Question:
Particle A, whose spin $\mathbf{J}$ is less than 2, decays into two identical spin-1/2 particles of type B.
What are the allowed values of the orbital angular momentum $\mathbf{L}$, the combined spin $\mathbf{S} = \mathbf{s}_1+\mathbf{s}_2$ (where $\mathbf{s}_1$ and $\mathbf{s}_2$ are the spin vectors of the B particles), and the total angular momentum $\mathbf{J}$ of the decay products? Give the results from two cases: first if particle A has odd parity and then if A has even parity.
My thoughts:
Particle A can be spin-1/2, spin-1, or spin-3/2. Since $\mathbf{J}<2$, we see that there are four possibilities for A:
$$
\begin{align*}
&(1): \;\;\mathbf{S}_A = 1/2 \quad\quad \mathbf{L}_A = 0 \quad\Rightarrow\quad \mathbf{J} = 1/2 \\
&(2):\;\;\mathbf{S}_A = 1/2 \quad\quad \mathbf{L}_A = 1 \quad\Rightarrow\quad \mathbf{J} = 3/2 \\
&(3):\;\;\mathbf{S}_A = 1 \quad\quad\quad \mathbf{L}_A = 0 \quad\Rightarrow\quad \mathbf{J} = 1 \\
&(4):\;\;\mathbf{S}_A = 3/2 \quad\quad \mathbf{L}_A = 0 \quad\Rightarrow\quad \mathbf{J} = 3/2 \\
\end{align*}
$$
The total spin of the B particles can be either $1$ or $0$, and each particle can individually have an orbital angular momentum, along with the angular momentum of the particles as a system. With this thought, cases 1,2, and 4 are impossible because the orbital angular momentum of the B particles is an integer, as is their total spin (and therefore their total angular momentum too). Thus we find that only case 3 is allowed, so the total angular momentum of the B particles is $1$ and their orbital angular momentum is $0$ (so $\mathbf{J}=1$).

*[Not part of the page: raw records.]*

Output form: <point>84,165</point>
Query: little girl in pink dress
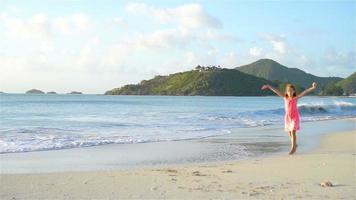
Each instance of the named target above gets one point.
<point>291,117</point>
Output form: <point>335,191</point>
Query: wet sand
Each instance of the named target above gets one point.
<point>276,177</point>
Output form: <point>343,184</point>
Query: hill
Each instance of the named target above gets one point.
<point>34,91</point>
<point>272,70</point>
<point>348,84</point>
<point>211,82</point>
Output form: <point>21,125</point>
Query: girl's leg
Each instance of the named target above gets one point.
<point>294,143</point>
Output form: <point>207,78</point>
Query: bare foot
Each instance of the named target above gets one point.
<point>293,150</point>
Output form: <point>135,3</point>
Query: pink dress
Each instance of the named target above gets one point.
<point>291,117</point>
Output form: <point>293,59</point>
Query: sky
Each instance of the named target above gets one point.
<point>94,46</point>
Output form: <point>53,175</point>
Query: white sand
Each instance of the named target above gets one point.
<point>284,177</point>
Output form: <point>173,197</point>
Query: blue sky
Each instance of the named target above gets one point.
<point>94,46</point>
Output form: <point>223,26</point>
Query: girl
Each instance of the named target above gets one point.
<point>291,118</point>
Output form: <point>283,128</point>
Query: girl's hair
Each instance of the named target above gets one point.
<point>291,86</point>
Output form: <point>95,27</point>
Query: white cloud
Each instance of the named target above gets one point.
<point>38,26</point>
<point>72,25</point>
<point>41,27</point>
<point>256,51</point>
<point>279,43</point>
<point>188,15</point>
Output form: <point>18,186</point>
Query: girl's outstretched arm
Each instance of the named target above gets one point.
<point>308,90</point>
<point>273,90</point>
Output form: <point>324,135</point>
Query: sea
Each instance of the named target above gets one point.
<point>43,122</point>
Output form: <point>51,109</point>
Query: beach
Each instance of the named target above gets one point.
<point>270,177</point>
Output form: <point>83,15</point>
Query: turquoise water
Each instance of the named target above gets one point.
<point>48,122</point>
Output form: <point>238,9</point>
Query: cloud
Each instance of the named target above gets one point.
<point>41,27</point>
<point>38,26</point>
<point>74,24</point>
<point>256,51</point>
<point>188,15</point>
<point>279,43</point>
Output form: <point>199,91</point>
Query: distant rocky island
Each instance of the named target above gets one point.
<point>34,91</point>
<point>75,92</point>
<point>240,81</point>
<point>37,91</point>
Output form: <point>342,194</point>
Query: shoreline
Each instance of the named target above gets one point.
<point>274,177</point>
<point>207,151</point>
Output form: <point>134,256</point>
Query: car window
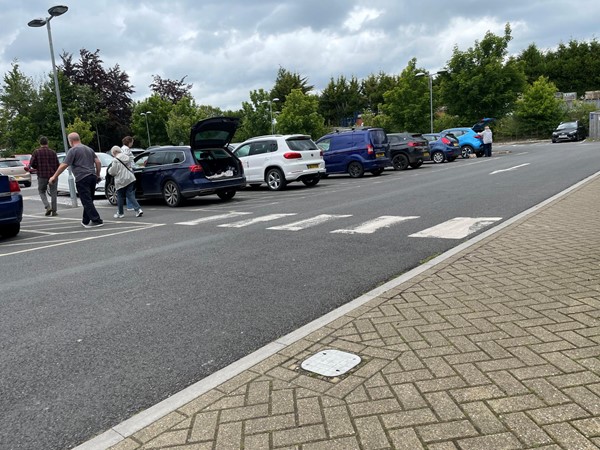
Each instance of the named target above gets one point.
<point>242,151</point>
<point>155,159</point>
<point>174,157</point>
<point>301,144</point>
<point>324,144</point>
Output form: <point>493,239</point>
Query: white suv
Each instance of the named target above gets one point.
<point>281,159</point>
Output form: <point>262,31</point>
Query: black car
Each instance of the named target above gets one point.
<point>175,173</point>
<point>408,149</point>
<point>569,131</point>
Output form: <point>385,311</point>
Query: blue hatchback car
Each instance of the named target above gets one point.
<point>355,151</point>
<point>175,173</point>
<point>11,206</point>
<point>442,147</point>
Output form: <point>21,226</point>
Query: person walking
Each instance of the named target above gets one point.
<point>487,137</point>
<point>124,180</point>
<point>86,169</point>
<point>45,162</point>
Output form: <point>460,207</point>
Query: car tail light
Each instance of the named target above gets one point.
<point>14,185</point>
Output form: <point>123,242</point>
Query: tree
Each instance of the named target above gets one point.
<point>170,90</point>
<point>483,81</point>
<point>285,83</point>
<point>300,115</point>
<point>539,111</point>
<point>407,105</point>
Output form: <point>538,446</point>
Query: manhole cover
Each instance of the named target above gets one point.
<point>331,363</point>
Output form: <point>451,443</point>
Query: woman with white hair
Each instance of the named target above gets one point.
<point>124,180</point>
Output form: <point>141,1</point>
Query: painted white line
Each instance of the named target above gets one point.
<point>228,215</point>
<point>372,226</point>
<point>457,228</point>
<point>509,169</point>
<point>245,223</point>
<point>302,224</point>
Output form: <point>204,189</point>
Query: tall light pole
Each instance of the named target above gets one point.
<point>56,11</point>
<point>270,102</point>
<point>430,76</point>
<point>147,129</point>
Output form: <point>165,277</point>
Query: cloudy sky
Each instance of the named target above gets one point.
<point>227,48</point>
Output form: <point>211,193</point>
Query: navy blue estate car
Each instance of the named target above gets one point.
<point>175,173</point>
<point>11,206</point>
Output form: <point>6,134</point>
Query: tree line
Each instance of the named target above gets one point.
<point>481,81</point>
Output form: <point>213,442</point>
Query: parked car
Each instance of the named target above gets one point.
<point>176,173</point>
<point>442,147</point>
<point>355,151</point>
<point>469,140</point>
<point>11,206</point>
<point>16,169</point>
<point>25,158</point>
<point>281,159</point>
<point>63,178</point>
<point>569,131</point>
<point>407,150</point>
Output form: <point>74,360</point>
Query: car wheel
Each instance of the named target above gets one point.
<point>310,182</point>
<point>111,193</point>
<point>438,157</point>
<point>355,169</point>
<point>275,180</point>
<point>10,230</point>
<point>226,194</point>
<point>172,194</point>
<point>465,151</point>
<point>400,162</point>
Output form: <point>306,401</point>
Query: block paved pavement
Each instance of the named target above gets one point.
<point>496,347</point>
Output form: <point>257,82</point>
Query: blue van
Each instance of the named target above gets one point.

I have a strong feeling that this is incorrect, because the question asks for the cases when A has odd parity and even parity (what does that even mean?!) so I suspect there should be more than one possible answer. Where did I go wrong?
Best Answer
Hmmm, an old question without a satisfactory answer. I'll have a go.
The spins of the two $B$ may combine as \begin{align} \text{singlet}\quad|s_1s_2\rangle &= \frac{\left|\uparrow\downarrow\right> - \left|\uparrow\downarrow\right\rangle}{\sqrt2}, & \text{or triplet}\quad|s_1s_2\rangle &= \frac{\left|\uparrow\downarrow\right> + \left|\uparrow\downarrow\right\rangle}{\sqrt2}. \end{align}
Since the two $B$ have spin-1/2, they obey Fermi-Dirac statistics and their total wavefunction must be antisymmetric under exchange. Therefore the antisymmetric spin singlet can only be paired with $L=0,2,\cdots$, which have even parity; the symmetric spin triplet must be paired with $L=1,3,\cdots$, so that the parity of the orbital angular momentum wavefunction makes the entire wavefunction change sign if the two $B$ are interchanged.
The intrinsic parity of $B$ doesn't contribute to the overall parity of the final state, since there are two of them; if the $B$ have negative parity, the overall intrinsic parity of the pair is still positive. Thus the allowed final states are \begin{align} \text{positive parity}&: & \text{spin singlet (antisymmetric)} && L&=0 \\ \text{negative parity}&: & \text{spin triplet (symmetric)} && L&=1 \end{align} I've omitted the spin singlet combined with $L=2$, since we do not have that much angular momentum. Likewise there is no combination of the spin triplet and $L=3$ which can be produced from a $J=2$ initial state.
If $A$ has definite parity and parity is conserved in the decay, only one of these possibilities is allowed. In fact, the way that angular momentum combines (with the possibility of the spin triplet plus the $L=1$ wavefunction adding to a $J^P=0^-$ final state) means that the parity has more to do with the allowed final spin state than $A$'s spin does: $$ \begin{array}{r|cc} & \text{spin 0} & \text{spin 1} \\ \hline \text{parity}+ & \text{decay to singlet},0^+ & \text{decay forbidden} \\ \text{parity}- & \text{decay to triplet},0^- & \text{decay to triplet},1^- \end{array} $$